Fall Jatta Nürnberg, Bochum und Karlsruhe ziehen Einspruch gegen HSV-Spiele zurück

Drei Zweitligisten haben ihre Einsprüche gegen die HSV-Spiele zurückgezogen. Zuvor hatte das Bezirksamt Hamburg keine Anhaltspunkte für einen Identitätsschwindel von Bakery Jatta gefunden.

Hamburgs Bakery Jatta
Christian Charisius/DPA

Hamburgs Bakery Jatta


Im Fall Bakery Jatta halten drei Zweitligisten an ihrem Protest gegen die Spielwertung der Ligaduelle gegen den Hamburger SV nicht länger fest.
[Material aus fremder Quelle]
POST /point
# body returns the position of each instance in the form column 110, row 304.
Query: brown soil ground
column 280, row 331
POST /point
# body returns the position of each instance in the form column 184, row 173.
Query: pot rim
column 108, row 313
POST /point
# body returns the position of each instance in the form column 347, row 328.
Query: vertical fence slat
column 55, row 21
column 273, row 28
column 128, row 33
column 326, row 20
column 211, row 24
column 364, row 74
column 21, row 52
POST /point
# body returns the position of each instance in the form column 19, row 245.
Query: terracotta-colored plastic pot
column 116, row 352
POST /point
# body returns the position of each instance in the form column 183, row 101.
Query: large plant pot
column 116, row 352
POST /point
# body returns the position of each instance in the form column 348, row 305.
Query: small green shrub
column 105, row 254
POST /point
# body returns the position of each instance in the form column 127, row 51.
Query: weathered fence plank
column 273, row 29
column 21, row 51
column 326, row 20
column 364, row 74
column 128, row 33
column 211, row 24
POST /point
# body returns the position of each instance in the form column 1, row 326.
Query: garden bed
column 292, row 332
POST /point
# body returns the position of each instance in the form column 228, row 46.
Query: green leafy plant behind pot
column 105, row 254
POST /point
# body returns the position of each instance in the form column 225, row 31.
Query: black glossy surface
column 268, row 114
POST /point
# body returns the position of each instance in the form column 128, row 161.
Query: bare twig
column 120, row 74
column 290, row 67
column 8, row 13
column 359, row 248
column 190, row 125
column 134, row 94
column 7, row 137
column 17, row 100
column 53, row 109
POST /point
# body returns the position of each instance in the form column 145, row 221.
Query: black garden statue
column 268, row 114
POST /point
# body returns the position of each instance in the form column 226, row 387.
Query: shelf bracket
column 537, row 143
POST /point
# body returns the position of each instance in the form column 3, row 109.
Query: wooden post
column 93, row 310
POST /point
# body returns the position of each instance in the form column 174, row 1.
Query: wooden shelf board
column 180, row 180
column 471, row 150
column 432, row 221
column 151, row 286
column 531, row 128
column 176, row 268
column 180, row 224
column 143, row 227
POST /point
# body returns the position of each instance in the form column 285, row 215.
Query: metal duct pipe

Dies teilten der 1. FC Nürnberg, der Karlsruher SC und der VfL Bochum mit. Wenig später gab der Deutschen Fußball-Bund (DFB) bekannt, dass das Sportgericht des DFB die Einspruchsverfahren abgeschlossen hat. Die Spielwertungen werden bestehen bleiben, hieß es in einer Verbandsmitteilung.

Am Montag hatte das Hamburger Bezirksamt Mitte seine Ermittlungen gegen Jatta eingestellt und ausländerrechtliche Maßnahmen wegen der Zweifel an der Identität des Profis abgelehnt.

Nach einem Medienbericht der "Sport Bild" vom 7. August hatte es Zweifel an der Identität Jattas gegeben, das Bezirksamt hatte ermittelt. Der Profi soll demnach in Wahrheit Bakary Daffeh heißen und zwei Jahre älter sein. Anschließend hatten Nürnberg (0:4), Bochum (0:1) und Karlsruhe (2:4) Protest beim DFB gegen die Wertung ihrer Spiele gegen den HSV eingelegt, weil Jatta weiter zum Einsatz kam.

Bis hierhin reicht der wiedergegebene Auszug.